Blue Fluted Plain was Royal Copenhagen’s first dinner service design. Today, 240 years later, it is one of the world’s most famous and desirable porcelain sets. Blue Fluted Plain is still produced as it has been since the beginning, where each piece is treated as a piece of art and is lovingly painted by hand.
But as a luxury set, it comes with a hefty price tag and few can buy s complete set in one go. You inherit some, you have luck and find some in the vintage shop, you get some as a present and you buy some yourself – and you’ll end up with elements of all the different series from Royal Copenhagen. The company then cleverly introduced a mix and match trend.
And to take the mix an match trend a step further Royal Copenhagen hired Louise Campbell, a Danish furniture and lighting designer. Campbell is a leading figure in contemporary Danish design and experiments with free, unconstrained forms and new technologies.
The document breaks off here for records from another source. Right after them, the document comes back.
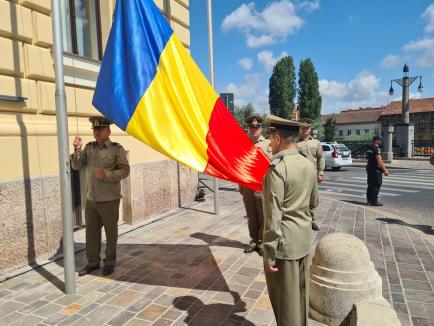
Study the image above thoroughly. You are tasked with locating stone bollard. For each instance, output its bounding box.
[309,233,382,325]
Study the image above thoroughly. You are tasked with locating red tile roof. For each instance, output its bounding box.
[381,97,434,115]
[321,107,384,125]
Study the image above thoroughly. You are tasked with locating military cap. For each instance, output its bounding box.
[246,114,263,127]
[265,114,308,132]
[89,116,113,129]
[298,118,313,127]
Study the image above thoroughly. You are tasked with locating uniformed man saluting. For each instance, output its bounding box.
[297,118,325,231]
[263,115,318,326]
[71,116,130,276]
[240,115,270,254]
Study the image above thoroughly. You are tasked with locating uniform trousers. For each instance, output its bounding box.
[366,170,383,203]
[243,187,264,244]
[265,255,309,326]
[85,199,120,267]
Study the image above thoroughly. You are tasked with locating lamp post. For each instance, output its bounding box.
[389,64,423,157]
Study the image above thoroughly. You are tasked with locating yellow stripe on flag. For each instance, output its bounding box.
[126,34,218,171]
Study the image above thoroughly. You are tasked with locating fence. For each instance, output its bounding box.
[412,140,434,156]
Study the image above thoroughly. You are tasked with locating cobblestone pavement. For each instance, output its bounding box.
[0,187,434,326]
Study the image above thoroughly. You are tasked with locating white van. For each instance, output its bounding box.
[321,143,353,170]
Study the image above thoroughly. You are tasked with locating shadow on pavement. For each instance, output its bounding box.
[173,291,255,326]
[376,217,434,235]
[190,232,249,249]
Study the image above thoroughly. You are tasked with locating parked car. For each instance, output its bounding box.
[321,143,353,170]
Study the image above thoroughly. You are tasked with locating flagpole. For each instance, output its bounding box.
[208,0,220,215]
[51,0,75,294]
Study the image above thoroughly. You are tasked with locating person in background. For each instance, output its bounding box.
[297,118,325,231]
[240,115,270,254]
[366,136,389,206]
[71,116,130,276]
[263,116,318,326]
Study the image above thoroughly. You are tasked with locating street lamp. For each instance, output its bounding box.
[389,64,423,157]
[389,64,423,123]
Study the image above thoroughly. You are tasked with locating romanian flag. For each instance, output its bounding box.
[92,0,269,190]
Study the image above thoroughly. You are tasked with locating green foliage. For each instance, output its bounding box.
[324,117,336,142]
[298,58,322,120]
[268,56,296,119]
[234,103,255,128]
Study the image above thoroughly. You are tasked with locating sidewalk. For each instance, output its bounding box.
[352,157,434,171]
[0,187,434,326]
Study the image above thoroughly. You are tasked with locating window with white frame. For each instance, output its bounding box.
[61,0,102,60]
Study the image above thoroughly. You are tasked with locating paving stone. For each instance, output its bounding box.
[10,315,42,326]
[107,311,135,326]
[408,302,434,318]
[107,290,142,308]
[73,305,121,326]
[405,290,434,304]
[137,304,167,321]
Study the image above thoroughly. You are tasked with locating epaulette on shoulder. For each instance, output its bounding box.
[112,141,122,147]
[270,156,283,168]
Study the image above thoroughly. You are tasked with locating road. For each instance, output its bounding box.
[319,167,434,225]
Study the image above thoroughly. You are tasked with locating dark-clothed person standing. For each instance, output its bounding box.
[297,118,325,231]
[263,116,318,326]
[240,115,270,254]
[366,136,389,206]
[71,116,130,276]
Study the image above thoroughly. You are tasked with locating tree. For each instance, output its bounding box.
[298,58,322,120]
[324,117,336,142]
[268,56,296,119]
[234,103,255,128]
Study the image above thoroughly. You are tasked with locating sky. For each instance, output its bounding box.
[190,0,434,114]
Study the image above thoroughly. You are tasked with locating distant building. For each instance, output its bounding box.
[379,97,434,142]
[321,107,384,140]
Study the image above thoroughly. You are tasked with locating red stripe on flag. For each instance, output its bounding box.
[204,98,270,190]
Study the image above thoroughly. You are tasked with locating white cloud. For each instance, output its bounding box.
[297,0,320,14]
[221,0,306,47]
[238,58,253,70]
[257,50,288,71]
[403,38,434,67]
[319,71,389,113]
[225,74,261,98]
[422,3,434,33]
[380,54,402,69]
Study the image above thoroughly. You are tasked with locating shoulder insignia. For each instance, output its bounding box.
[270,156,283,167]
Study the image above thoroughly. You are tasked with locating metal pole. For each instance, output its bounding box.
[208,0,220,215]
[51,0,75,294]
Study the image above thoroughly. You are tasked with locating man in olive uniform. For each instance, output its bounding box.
[240,115,270,254]
[297,118,325,231]
[71,116,130,276]
[263,115,318,326]
[366,136,389,206]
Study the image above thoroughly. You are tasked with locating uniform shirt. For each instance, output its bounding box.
[366,144,381,171]
[71,140,130,202]
[263,149,318,264]
[297,136,325,175]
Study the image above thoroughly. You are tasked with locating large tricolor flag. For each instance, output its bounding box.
[93,0,269,190]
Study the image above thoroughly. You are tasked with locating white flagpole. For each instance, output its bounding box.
[51,0,75,294]
[208,0,220,215]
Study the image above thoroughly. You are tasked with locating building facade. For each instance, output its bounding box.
[379,97,434,143]
[0,0,198,275]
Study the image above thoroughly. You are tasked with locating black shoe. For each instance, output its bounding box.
[78,266,99,276]
[244,246,256,254]
[102,266,115,276]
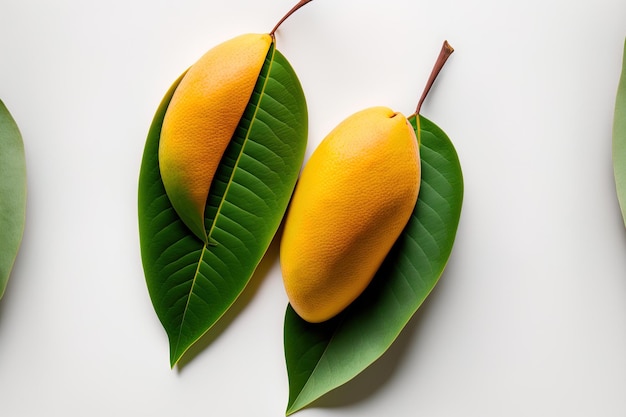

No wonder she was the one designing ‘Elements’.
Elements has the Blue Fluted Plain pattern, as we know it but dismantled and reassembled into new forms, taking us through 240 years of heritage and craftsmanship. The series fuses tradition and future with a beautiful result.
In addition to the Blue Elements series there’s also the Multicoloured Elements, representing Royal Copenhagen’s young and ultra-modern interpretation of the brand’s mix and match concept. All Elements will work in their own series, but are even more impressive when used in combination with the other patterns from Royal Copenhagen.
With a collection ranging from antique to contemporary you are sure to serve your guests in style. I’m also completely convinced your morning coffee and brunch will taste even better when served in Royal Copenhagen…
Btw. As the blue fluted china design is so popular the design has popped up on more than just porcelain. You can get hold of napkins, candles and even clothing in the striking print.